The dream for the LZ-Grace retreat center was originally conceived by 32-year veteran Navy SEAL, Steve Bukowski, who himself had trouble transitioning from each deployment. But before Bukowski could achieve his dream, he died of a massive heart attack only six months after his retirement.

A little over four years later, Bukowki’s widow, Lynette, and the Bukowski family have now brought this dream to life by converting a rundown horse farm into LZ-Grace where special operations forces veterans will benefit from peer mentoring, recreation-based therapy, life skills instruction, and post-transition planning.

LZGraceFirePit

“Mrs. Bukowski shared her late husband’s vision of a place where service members could rest, heal, and reconnect,” Bedford said. “She told me recovery happens when people can talk over a meal or sitting around a fire. As a scout, I have always enjoyed campfires. I would have done whatever project she needed most, but my heart was to build the fire pit.”

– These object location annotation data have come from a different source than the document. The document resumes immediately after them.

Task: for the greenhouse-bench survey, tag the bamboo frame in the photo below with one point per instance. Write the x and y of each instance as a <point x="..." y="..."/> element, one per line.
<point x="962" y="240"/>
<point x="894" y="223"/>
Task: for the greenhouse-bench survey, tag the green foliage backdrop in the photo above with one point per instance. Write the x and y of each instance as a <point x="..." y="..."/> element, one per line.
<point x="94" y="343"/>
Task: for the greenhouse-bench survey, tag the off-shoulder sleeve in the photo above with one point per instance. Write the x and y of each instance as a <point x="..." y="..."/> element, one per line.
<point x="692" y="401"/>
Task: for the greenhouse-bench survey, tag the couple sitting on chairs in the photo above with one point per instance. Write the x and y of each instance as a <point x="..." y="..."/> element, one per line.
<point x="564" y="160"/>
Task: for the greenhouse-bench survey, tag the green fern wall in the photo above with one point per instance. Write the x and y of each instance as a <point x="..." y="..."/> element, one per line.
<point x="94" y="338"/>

Although, the retreat center is not scheduled to open until late summer or fall of this year, the Warrior Fire Pit, as it has been named, is already well used by the numerous volunteers working daily to renovate the property, many of whom are retired or former combat special operations forces, local firefighters or police officers, or SWAT team members.

“I often find many of the guys volunteering out here sitting around the fire talking after a full day of hard, dirty labor,” said Lynette Bukowski, LZ-Grace founder. “The comradery which naturally takes place around an outdoor fire opens a space for healing of hearts and minds and spirits in many. It’s easy to talk and tell stories around a fire. It’s also easy to sit quietly and listen and reflect.”